Some Planning Pointers
Intended successors should be included in tax planning sessions. “Paying down” or refinancing a reverse mortgage may be economically beneficial for borrowers in specific tax situations if a substantial portion of the interest that is treated by the lender as paid can be deducted. However, in other situations, the successors can use the deductions on a more beneficial basis (following the death of the borrower) than the borrowers can in their life time. In any case, as early as possible, borrowers should gather information successors will need in event of death.
A good planning technique is having a revocable trust own the home that is security for a reverse mortgage as long as that is the only asset held by that particular trust.
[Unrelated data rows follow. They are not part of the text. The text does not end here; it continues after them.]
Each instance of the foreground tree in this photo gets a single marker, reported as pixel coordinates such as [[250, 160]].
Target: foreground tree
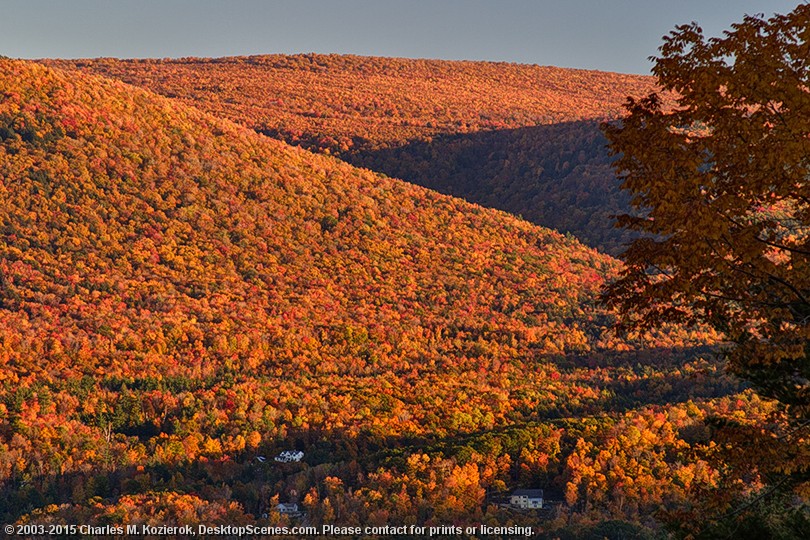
[[721, 185]]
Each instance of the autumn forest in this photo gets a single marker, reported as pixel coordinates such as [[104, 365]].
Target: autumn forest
[[351, 291]]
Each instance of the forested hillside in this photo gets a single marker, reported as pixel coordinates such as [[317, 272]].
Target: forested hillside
[[181, 299], [520, 138]]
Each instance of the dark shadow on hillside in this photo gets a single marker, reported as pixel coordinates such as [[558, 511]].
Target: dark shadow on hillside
[[557, 176]]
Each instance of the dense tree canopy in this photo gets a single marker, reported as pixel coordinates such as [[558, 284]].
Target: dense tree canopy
[[721, 188]]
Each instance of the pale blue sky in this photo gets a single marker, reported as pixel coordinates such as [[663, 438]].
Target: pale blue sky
[[611, 35]]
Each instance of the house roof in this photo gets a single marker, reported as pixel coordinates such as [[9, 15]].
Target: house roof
[[530, 493]]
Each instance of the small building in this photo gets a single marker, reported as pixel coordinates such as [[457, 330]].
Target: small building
[[526, 498], [290, 509], [289, 456]]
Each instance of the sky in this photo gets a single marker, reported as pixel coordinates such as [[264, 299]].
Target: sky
[[609, 35]]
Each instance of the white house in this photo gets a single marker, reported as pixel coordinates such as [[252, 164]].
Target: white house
[[287, 508], [527, 498], [289, 456]]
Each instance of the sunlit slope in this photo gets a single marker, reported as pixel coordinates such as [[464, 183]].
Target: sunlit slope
[[345, 103], [140, 236], [180, 297], [520, 138]]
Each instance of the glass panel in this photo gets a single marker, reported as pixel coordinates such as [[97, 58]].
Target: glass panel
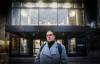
[[72, 45], [65, 5], [72, 17], [37, 43], [15, 16], [14, 46], [25, 16], [29, 16], [34, 17], [80, 17], [63, 17], [36, 51], [23, 46], [48, 17], [60, 41]]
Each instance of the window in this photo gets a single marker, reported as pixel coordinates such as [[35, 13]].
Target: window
[[63, 17], [47, 16], [15, 16], [29, 16]]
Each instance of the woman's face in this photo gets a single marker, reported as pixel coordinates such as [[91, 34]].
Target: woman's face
[[50, 36]]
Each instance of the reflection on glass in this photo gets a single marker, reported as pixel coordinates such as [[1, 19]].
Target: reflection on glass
[[63, 17], [72, 45], [48, 17]]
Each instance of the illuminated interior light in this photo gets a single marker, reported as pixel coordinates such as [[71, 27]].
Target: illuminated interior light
[[48, 23], [29, 4], [72, 13], [24, 13], [53, 5]]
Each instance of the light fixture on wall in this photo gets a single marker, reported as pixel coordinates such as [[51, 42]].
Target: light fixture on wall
[[72, 13]]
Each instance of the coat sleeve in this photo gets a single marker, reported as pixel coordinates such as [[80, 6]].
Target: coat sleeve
[[37, 58], [64, 58]]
This way if the income tax liability from foreclosure is larger than the tax benefits, trust beneficiaries can disclaim their interests in the trust and the income tax liability will generally not have to be paid.
James E. Veale, CPA, MBT
SVP of Tax and Government Affairs & Director of Originator Recruiting for Security One Lending
The foregoing is intended to introduce some of the tax aspects related to the foreclosure of a reverse mortgage. Tax implications can be complex. The IRS requires that readers be advised that this article cannot be relied upon to mitigate tax penalties. Accordingly, readers are encouraged to have homeowners who either have a reverse mortgage or are seeking to obtain one seek the advice of tax professionals who are competent, knowledgeable, and experienced on the income, gift, and estate tax implications of reverse mortgages to both borrowers and their heirs.